Representative Wright presented House Bill 10, a broad reorganization and partial permanency package for sales taxes, to the Senate Revenue and Fiscal Affairs Committee on Nov. 17. The bill would make aspects of the temporary sales tax permanent (notably a 0.4% base that had been 0.45%), reorganize the sales‑tax statutory structure, and remove or reinstate a long list of exemptions with the stated goal of aligning state and local bases.
Retailers and trade groups urged retention of vendor's compensation — a modest monthly credit (capped at $1,500 monthly per filer) that compensates merchants for the administrative cost of collecting and remitting sales tax. Grocery and supermarket representatives explained that card processing fees and complex multi‑jurisdictional reporting impose real costs, and that vendor's comp encourages timely compliance.

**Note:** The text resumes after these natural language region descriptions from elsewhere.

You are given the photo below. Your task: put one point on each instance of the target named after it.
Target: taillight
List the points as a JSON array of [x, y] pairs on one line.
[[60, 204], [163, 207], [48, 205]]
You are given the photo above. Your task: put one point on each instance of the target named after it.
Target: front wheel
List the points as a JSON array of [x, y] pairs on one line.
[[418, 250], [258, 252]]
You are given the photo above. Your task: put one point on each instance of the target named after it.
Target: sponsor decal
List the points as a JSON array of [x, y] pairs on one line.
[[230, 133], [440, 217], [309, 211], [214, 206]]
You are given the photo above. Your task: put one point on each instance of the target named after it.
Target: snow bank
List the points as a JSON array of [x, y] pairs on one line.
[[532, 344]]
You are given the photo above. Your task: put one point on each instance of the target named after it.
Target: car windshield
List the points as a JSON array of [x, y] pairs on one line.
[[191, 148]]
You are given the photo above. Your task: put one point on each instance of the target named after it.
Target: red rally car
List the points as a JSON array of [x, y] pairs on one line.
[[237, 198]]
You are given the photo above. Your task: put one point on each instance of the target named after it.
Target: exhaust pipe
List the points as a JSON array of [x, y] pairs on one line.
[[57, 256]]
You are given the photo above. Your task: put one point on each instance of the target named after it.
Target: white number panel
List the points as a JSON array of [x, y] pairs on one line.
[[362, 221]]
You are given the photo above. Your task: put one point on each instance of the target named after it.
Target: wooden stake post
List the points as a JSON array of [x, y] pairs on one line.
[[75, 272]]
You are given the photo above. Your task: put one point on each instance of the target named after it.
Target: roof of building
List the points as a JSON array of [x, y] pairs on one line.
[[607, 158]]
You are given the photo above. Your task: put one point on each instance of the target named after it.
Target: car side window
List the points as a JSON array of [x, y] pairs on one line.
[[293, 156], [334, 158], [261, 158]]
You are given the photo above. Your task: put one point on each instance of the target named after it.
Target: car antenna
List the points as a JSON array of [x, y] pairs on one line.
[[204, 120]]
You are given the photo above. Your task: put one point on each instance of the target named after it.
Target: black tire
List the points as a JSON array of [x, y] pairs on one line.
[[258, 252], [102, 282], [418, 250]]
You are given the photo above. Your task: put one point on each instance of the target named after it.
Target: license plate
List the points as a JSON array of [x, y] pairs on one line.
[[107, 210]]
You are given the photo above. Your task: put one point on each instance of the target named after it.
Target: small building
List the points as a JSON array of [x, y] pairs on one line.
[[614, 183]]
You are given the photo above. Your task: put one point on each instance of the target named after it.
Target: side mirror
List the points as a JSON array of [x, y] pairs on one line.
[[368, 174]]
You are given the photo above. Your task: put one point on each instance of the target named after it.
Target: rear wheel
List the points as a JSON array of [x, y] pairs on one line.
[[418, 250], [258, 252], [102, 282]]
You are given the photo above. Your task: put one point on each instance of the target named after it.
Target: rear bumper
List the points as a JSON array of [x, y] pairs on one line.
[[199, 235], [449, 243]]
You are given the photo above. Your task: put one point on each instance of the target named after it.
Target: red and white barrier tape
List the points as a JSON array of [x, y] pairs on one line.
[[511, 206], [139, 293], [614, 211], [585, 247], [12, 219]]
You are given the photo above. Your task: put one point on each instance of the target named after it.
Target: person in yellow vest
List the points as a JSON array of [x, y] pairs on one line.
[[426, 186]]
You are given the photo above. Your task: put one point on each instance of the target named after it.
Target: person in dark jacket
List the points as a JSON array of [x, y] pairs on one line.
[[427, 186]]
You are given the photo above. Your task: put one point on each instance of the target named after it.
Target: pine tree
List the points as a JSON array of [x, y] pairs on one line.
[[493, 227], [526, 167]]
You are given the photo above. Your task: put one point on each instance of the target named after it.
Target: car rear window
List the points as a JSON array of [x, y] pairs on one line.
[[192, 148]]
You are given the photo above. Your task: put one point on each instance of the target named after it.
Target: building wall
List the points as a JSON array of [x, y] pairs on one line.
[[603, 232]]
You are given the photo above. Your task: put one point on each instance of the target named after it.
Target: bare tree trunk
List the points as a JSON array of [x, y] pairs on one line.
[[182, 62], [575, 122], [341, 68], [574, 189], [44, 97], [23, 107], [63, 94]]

Other witnesses asked the committee to retain specific exemptions: blood banks warned the repeal of exemptions for the medical supplies used in blood collection would impose nontrivial costs on nonprofit operations; electric co‑ops said a wholesale repeal in title 12 could force unpaid sales taxes onto rural ratepayers; the car‑rental industry said removing an established exemption for rental vehicles would create double taxation and raise costs for Louisiana residents and insurers.
Committee members and staff acknowledged the complexity and lack of consensus and reported that targeted amendments are being drafted to protect narrow industry and nonprofit interests. The chair deferred HB 10 to the next day's session to allow further amendment work.